Once you have at least one file in your speakers folder, you can get its name via API and then you only need to specify the file name.

# Note on creating samples for quality voice cloning

The following post is a quote by user [Material1276 from reddit](https://www.reddit.com/r/Oobabooga/comments/1807tsl/comment/ka5l8w9/?share_id=_5hh4KJTXrEOSP0hR0hCK&utm_content=2&utm_medium=android_app&utm_name=androidcss&utm_source=share&utm_term=1)

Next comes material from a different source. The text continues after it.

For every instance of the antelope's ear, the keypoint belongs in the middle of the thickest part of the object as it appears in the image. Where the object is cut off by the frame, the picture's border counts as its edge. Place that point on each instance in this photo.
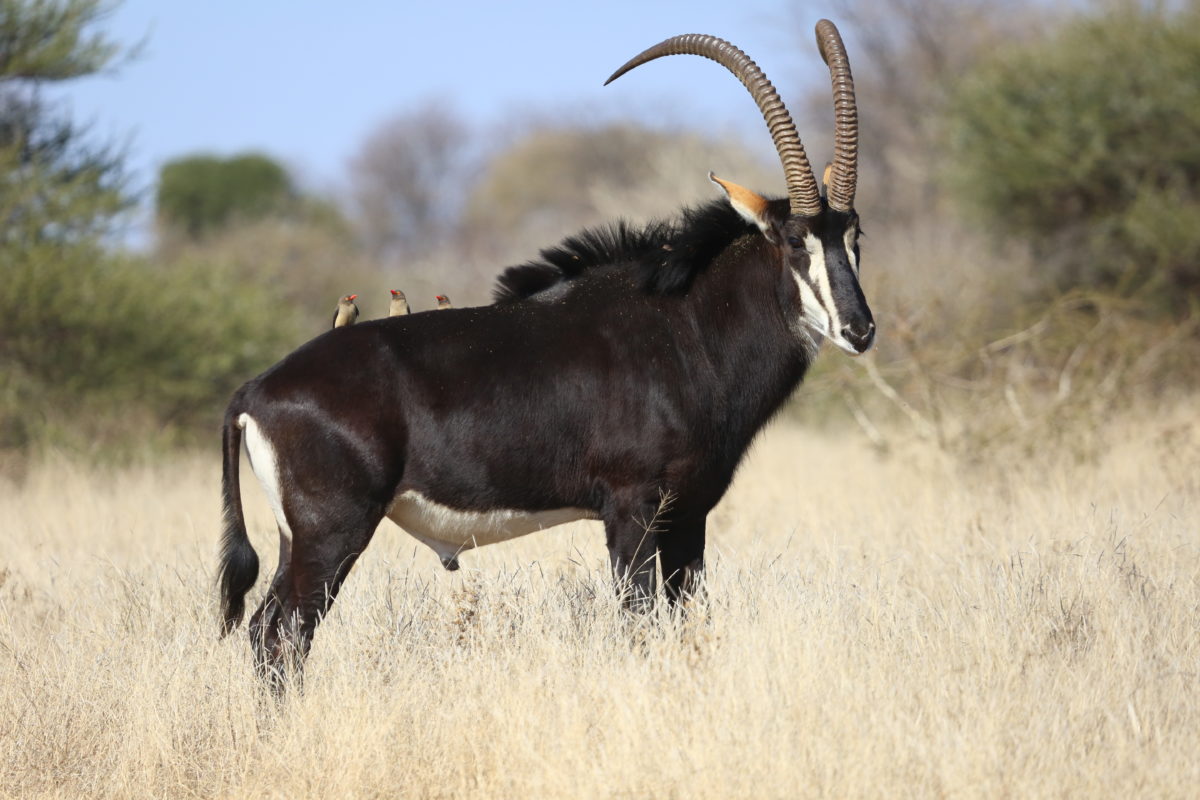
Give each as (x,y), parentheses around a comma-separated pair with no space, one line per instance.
(753,206)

> Some suggestions on making good samples
>
> Keep them about 7-9 seconds long. Longer isn't necessarily better.
>
> Make sure the audio is down sampled to a Mono, 22050Hz 16 Bit wav file. You will slow down processing by a large % and it seems cause poor quality results otherwise (based on a few tests). 24000Hz is the quality it outputs at anyway!
>
> Using the latest version of Audacity, select your clip and Tracks > Resample to 22050Hz, then Tracks > Mix > Stereo to Mono. and then File > Export Audio, saving it as a WAV of 22050Hz
>
> If you need to do any audio cleaning, do it before you compress it down to the above settings (Mono, 22050Hz, 16 Bit).
>
> Ensure the clip you use doesn't have background noises or music on e.g. lots of movies have quiet music when many of the actors are talking. Bad quality audio will have hiss that needs clearing up. The AI will pick this up, even if we don't, and to some degree, use it in the simulated voice to some extent, so clean audio is key!
>
> Try make your clip one of nice flowing speech, like the included example files. No big pauses, gaps or other sounds. Preferably one that the person you are trying to copy will show a little vocal range. Example files are in [here](https://github.com/oobabooga/text-generation-webui/tree/main/extensions/coqui_tts/voices)
>
> Make sure the clip doesn't start or end with breathy sounds (breathing in/out etc).
>
> Using AI generated audio clips may introduce unwanted sounds as its already a copy/simulation of a voice, though, this would need testing.